One of of the key challenges faced by the Government today is increasing the ease of doing business in India that will provide impetus to self-employment and instill confidence among the investor community. Presumptive taxation is one such provision in the Income Tax Act. If you are a startup, micro or small enterprise
you might want to consider it.
Earlier presumptive tax applied only to businesses and professionals were specifically left out. But, not any more. Finance Bill 2016 extends it to professionals mentioned in section 44AA(1), including:
- Technical consultancy
- Notified profession
The amended section 44AD of the Income Tax Act applies
to resident individuals, HUFs or partnership firms (except LLP) running a
business and having turnover of Rs. 2 cr or less. The business of plying, hiring or leasing goods carriages is separately covered u/s 44AE. Units claiming exemption under certain other provisions of the Income Tax Act are also excluded. Section 44AD does not impose a mandatory condition, rather it offers an option, where an entity can claim 8% of the turnover as its taxable
income for the year. For example, if the turnover is Rs. 50 lac the taxable income will
be deemed to be Rs. 4 lac. The assessee can voluntarily disclose a higher income.
Similar to above, the newly introduced section 44ADA applies to
professionals with gross receipts of Rs. 50 lac or less. The presumptive income
will be equal to or higher than 50% of the gross receipts. All other inclusions and exclusions are same as above.

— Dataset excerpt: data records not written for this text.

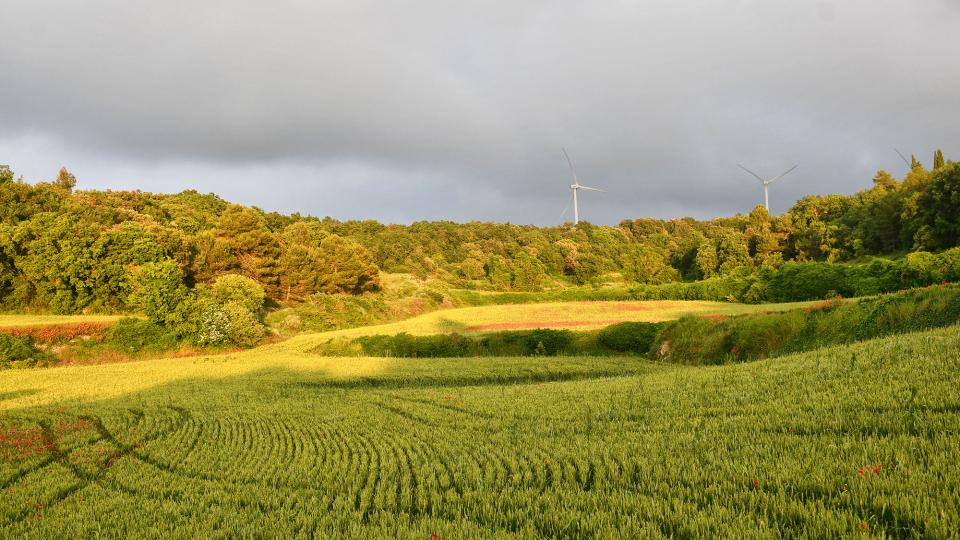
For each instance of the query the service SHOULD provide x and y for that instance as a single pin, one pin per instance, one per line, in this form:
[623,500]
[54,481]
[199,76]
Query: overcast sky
[419,110]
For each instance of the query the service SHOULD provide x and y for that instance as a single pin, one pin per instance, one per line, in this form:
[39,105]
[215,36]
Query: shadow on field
[532,377]
[4,396]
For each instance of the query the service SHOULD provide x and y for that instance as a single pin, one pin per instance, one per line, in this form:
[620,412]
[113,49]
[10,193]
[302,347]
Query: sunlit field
[559,315]
[270,442]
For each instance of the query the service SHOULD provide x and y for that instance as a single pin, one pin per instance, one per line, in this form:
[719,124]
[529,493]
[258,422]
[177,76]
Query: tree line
[67,250]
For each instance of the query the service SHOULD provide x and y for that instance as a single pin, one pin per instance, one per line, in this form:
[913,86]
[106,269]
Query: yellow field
[47,320]
[40,387]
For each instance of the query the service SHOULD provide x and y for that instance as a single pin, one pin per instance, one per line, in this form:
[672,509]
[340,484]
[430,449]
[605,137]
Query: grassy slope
[274,443]
[47,320]
[547,315]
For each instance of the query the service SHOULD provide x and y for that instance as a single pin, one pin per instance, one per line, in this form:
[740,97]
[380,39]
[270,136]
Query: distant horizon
[443,111]
[81,186]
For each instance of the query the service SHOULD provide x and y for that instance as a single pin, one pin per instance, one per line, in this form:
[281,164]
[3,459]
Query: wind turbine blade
[903,157]
[573,172]
[782,175]
[755,175]
[569,201]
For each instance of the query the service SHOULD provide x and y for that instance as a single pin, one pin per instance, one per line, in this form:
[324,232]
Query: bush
[240,291]
[632,337]
[229,324]
[795,282]
[135,335]
[18,351]
[692,340]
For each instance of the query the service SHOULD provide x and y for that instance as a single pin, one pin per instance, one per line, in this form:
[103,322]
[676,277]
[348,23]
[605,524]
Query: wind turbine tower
[766,183]
[574,188]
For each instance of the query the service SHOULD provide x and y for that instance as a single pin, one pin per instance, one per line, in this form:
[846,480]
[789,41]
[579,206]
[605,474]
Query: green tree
[65,180]
[159,293]
[938,159]
[528,273]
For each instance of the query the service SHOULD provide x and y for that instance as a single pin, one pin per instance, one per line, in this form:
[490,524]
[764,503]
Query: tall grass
[840,442]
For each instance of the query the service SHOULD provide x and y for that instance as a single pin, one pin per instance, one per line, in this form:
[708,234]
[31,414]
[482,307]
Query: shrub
[632,337]
[807,281]
[239,290]
[229,324]
[692,340]
[159,292]
[18,351]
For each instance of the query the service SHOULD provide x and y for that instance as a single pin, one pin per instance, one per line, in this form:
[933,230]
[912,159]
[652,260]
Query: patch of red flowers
[23,443]
[55,333]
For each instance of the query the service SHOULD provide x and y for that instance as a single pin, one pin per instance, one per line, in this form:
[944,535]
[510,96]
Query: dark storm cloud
[457,110]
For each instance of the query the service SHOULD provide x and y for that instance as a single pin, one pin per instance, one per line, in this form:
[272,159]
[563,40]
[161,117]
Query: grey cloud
[403,111]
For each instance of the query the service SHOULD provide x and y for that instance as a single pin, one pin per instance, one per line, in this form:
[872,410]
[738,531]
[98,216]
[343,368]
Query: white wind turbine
[766,183]
[574,188]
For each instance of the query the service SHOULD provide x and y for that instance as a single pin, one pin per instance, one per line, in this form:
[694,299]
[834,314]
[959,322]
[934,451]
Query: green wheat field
[855,440]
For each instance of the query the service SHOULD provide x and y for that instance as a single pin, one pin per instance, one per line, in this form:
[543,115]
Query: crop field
[854,440]
[588,315]
[8,321]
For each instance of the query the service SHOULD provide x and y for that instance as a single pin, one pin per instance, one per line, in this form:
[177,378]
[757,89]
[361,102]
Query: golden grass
[589,315]
[34,387]
[48,320]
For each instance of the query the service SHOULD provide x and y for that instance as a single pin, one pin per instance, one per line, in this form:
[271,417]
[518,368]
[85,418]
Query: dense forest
[67,250]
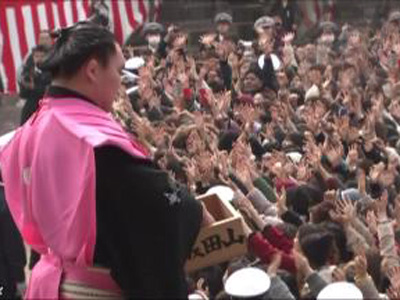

The presumptive income so calculated is assumed to be the final taxable income. All business expenses u/s 30 to 38 will be
presumed to have been already given effect to and no additional deduction will
be allowed in that respect. While depreciation cannot be separately claimed, the written down value (WDV) of the assets will be calculated after
deducting the amount of depreciation that would have been allowed u/s 32 under
the normal provisions of Income Tax. On the other hand, disallowance u/s 40, 40A
and 43B will also be deemed to have been included. However, the assessee will be able to set-off brought
forward business losses u/s 72 from the 8% (or 50%) presumptive income. All Chapter VI-A
deductions u/s 80CCC to 80U will also be allowed.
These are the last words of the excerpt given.